Update November 2, 2022
Ernest Augustus Muling (1861-1949) was a Frenchman by birth (in Blumenau), an Englishman by nationality, and a chef by profession.
He came to Vancouver from Brisbane, Australia where he seems to have spent his twenties and early thirties and where his first two children were born (May and Madeleine, also known as Madge); Ernest’s wife, Annie (1868-1942) was born in England.
His career in Vancouver was on-again-off-again. He would work for a year or more at a hotel or hotel restaurant, and then he would be described for a year or two subsequently (in the Vancouver directory) as a “caterer” — restaurant lingo, I presume, for “self-employed”.
His first experience of the restaurant business in Vancouver was at the Strand Hotel‘s King Edward Silver Grill (ca1905-06). The Strand was mid-way down the south side of the 600 block of West Hastings. He was catering (and traveling in Europe for a few months in 1907) during the 1907-11 period. (A June 1912 clipping noted that Ernest Muling had recently “assumed charge of the Wigwam Inn” (World, 17 June 1912); however, this seems to be the only claim in the local press of this and so I’m assuming it was either a very short-lived appointment or was a press error).
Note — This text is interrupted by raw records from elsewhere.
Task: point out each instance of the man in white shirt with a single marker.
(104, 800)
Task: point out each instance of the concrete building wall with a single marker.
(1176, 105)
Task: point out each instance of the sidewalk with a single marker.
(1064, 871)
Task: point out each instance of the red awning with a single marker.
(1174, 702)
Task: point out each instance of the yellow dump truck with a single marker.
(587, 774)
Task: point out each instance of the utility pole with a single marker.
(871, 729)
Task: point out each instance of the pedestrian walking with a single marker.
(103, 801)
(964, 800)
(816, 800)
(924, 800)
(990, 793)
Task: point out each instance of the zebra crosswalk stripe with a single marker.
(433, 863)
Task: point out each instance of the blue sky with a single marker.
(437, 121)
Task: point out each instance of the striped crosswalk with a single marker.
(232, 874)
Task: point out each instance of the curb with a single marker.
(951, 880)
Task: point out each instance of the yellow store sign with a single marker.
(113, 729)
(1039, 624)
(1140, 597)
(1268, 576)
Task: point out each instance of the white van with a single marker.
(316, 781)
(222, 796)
In 1912, Ernest was the proprietor of the Trocadero Grill. The Trocadero was on the south side of the 100 block of West Hastings (at 156 W. Hastings). He catered in 1913.
He was the proprietor of the Langham Hotel at 1115 Nelson Street in 1914. The Langham was what we’d call today a “boutique” hotel. Located just west of Thurlow on Nelson, the charming little hotel building (and its single family dwelling neighbours) is no longer there; in its place today is a concrete multi-residential behemoth.
Starting in 1915, Ernest had moved on to the Grosvenor Hotel Cafe. The Grosvenor was at the SE corner of Howe at Robson. He remained there until 1917/18.While he was working at the Grosvenor, the Mulings lived there. In 1919, he catered again.
In 1920, Ernest was a chef with the Canadian Pacific Railway. What precisely this meant is opaque to me. Whether it meant he was cooking for the staff of the CPR, working in one of the CPR’s public eating establishments, or cooking on a train, isn’t clear.
The CPR job seems to have been his final one in Vancouver. There is no further record in the city of Ernest, Annie, May (or the two boys who came later: Edward, who apprenticed with BC Electric Railway for a couple of years and who seems to have gone to California, dying in San Francisco; and Richard, who took up work as an electrician while in Vancouver).
Mrs. Muling, for at least a couple of their early years in Vancouver (1908-09), seems to have been the first manager of the Gresham rooming house at SW corner of Granville and Smithe. The rooming house was built in 1907-08 and began operation in late 1908 (Province, 12 December 1908). The Gresham is still known by that name and is at that location, today.
While living here, the Mulings participated in dog shows with their dachshund, “Tackle”, on at least one occasion winning best in show for that breed (Sun, 11 Oct 1912).
By 1921, the Muling family seems to have pulled up stakes.* They ended up in Australia again. Whether they went there directly or took a more circuitous route, isn’t clear to me. But most of the family, including Ernest, appear to have died in Camberwell (a suburb of Melbourne, today).
*Madeleine (aka Madge) married Charles Simpson Scott in Vancouver. She seems to have been the one Muling to have “stuck” here. She died at the ripe age of 93 in 1989 in North Vancouver.